# BR02 Lume



## Hirsty (Feb 8, 2009)

I've noticed that I have 2 colours of lume on my BR02. The arrow (zero) position on the internal bezel and the hands are blue whilst the Arabic numerals etc are green.

I am not complaining, in fact it is really cool, however, I have not seen this on lume shots of other BR02s. 

Is this something that other BRs have?


----------



## ephemeralinfinity (Apr 22, 2009)

Can't speak for the arabic version, but this is the lume shot on my BR-02 blue pro dial:










It looks like the lume color of the markets is blue, while the hands appear more green. Is that about the degree of contrast between your numerals and hands? Post some pictures! =)


----------



## Hirsty (Feb 8, 2009)

Mine is a bit more pronounced. I promise as soon as I can work the settings on my camera that I'll psot some pics.


----------



## jimyritz (Jan 31, 2008)

Congrats on the new piece--I just got one as well, thread posted--

My only comment is that COSC specs are -4 to +6 and your watch is running +7--pretty accurate...

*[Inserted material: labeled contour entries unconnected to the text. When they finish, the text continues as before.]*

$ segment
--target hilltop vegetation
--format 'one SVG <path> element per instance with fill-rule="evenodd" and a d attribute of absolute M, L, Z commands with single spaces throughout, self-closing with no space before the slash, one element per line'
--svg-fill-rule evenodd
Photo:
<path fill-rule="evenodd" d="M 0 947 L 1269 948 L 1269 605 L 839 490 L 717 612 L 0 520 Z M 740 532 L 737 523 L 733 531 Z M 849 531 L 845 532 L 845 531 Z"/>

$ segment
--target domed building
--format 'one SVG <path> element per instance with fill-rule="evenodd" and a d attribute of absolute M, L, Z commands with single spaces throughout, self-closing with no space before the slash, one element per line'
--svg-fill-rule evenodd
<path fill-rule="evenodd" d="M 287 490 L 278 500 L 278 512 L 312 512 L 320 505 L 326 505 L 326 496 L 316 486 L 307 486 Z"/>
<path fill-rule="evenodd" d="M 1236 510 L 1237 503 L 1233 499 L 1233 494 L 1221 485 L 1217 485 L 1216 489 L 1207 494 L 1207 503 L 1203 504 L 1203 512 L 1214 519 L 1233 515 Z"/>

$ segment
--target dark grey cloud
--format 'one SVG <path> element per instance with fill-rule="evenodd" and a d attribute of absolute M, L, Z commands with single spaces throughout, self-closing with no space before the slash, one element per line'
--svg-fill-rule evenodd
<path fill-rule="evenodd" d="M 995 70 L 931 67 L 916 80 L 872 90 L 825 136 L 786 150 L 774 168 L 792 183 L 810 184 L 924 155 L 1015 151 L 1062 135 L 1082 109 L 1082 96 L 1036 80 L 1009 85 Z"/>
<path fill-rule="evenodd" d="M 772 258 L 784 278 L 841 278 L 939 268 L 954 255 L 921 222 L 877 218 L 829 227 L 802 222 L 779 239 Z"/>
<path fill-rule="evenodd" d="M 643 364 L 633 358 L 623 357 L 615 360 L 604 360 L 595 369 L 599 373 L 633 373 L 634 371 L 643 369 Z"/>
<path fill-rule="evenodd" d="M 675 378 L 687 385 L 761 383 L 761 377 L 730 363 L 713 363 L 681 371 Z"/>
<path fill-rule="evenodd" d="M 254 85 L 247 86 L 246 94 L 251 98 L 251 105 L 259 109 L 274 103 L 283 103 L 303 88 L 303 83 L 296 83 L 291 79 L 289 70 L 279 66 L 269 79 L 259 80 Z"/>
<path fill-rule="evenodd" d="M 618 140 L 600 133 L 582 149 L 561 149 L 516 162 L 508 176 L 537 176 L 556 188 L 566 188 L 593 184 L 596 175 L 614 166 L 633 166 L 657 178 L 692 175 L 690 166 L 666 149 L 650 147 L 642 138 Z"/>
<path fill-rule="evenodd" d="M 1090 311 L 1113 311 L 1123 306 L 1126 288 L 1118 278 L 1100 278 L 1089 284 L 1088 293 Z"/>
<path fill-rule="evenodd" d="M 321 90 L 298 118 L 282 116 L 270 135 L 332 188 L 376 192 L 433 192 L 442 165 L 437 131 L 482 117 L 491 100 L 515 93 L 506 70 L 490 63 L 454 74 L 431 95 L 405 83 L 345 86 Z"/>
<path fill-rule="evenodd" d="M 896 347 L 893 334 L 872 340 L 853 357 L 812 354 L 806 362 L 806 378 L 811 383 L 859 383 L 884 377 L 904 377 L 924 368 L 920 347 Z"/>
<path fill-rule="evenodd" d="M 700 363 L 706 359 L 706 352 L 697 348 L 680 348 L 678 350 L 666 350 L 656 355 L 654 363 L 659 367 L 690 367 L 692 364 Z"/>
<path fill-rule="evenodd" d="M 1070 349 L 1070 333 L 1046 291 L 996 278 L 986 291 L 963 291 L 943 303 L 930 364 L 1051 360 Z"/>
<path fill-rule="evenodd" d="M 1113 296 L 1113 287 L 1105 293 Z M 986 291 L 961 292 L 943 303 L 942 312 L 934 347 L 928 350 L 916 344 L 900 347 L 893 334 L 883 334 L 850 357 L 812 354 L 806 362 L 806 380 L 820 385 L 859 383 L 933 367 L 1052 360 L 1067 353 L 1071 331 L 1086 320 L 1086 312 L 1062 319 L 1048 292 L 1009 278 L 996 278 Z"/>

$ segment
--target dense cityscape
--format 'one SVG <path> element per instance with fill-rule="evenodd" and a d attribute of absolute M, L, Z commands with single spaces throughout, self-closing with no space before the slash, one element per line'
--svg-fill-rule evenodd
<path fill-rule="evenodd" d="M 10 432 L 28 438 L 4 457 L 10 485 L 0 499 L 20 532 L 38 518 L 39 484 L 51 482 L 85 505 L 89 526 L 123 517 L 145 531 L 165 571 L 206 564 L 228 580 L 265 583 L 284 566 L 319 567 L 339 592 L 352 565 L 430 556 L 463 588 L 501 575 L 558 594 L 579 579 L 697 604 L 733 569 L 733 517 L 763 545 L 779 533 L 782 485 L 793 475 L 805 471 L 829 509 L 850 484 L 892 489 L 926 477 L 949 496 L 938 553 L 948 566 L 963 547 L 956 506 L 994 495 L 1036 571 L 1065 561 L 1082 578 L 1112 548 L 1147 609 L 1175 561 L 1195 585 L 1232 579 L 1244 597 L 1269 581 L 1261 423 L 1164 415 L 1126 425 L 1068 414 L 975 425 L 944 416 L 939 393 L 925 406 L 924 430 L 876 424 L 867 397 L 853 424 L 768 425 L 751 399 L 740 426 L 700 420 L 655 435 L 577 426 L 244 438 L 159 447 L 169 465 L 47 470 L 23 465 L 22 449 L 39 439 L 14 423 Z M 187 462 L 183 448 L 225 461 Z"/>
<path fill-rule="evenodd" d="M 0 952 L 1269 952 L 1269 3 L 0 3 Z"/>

I am not saying that the watch couldn't have a better movement for the price, however, the ETA 2892 is one of the best made mass produced movements around...

Best of luck w/your B&R--I love mine...

Regards
Mike


----------



## Nick M (May 15, 2009)

Mine's all blue.


----------



## jimyritz (Jan 31, 2008)

I have to amend my previous post--SW-2000...

The lume on mine is blue as well...


----------



## montrealer (May 4, 2008)

Nick M said:


> Mine's all blue.


Mine's exactly like yours.


----------



## Beau8 (May 24, 2008)

Like this lume~don't see a lot of that everyday~cheers! ;-)


----------



## comatox (Feb 11, 2006)

Blue here as well.


----------



## saderules (Mar 2, 2008)

I had two tone lume on my BR-02


----------



## jdkno (May 25, 2007)

I have been on the fence between getting the SS Arabic 02 and the PVD Arabic 02. Is the blue lume only on the SS version or is it blue on the PVD version as well??


----------



## Aqua Spearo (Oct 10, 2007)

my bezel market seems to be slightly more greenish but its very hard to tell.. its 11XX S#


----------



## fiji5 (Nov 22, 2009)

I thought I would share a shot I took this afternoon.


----------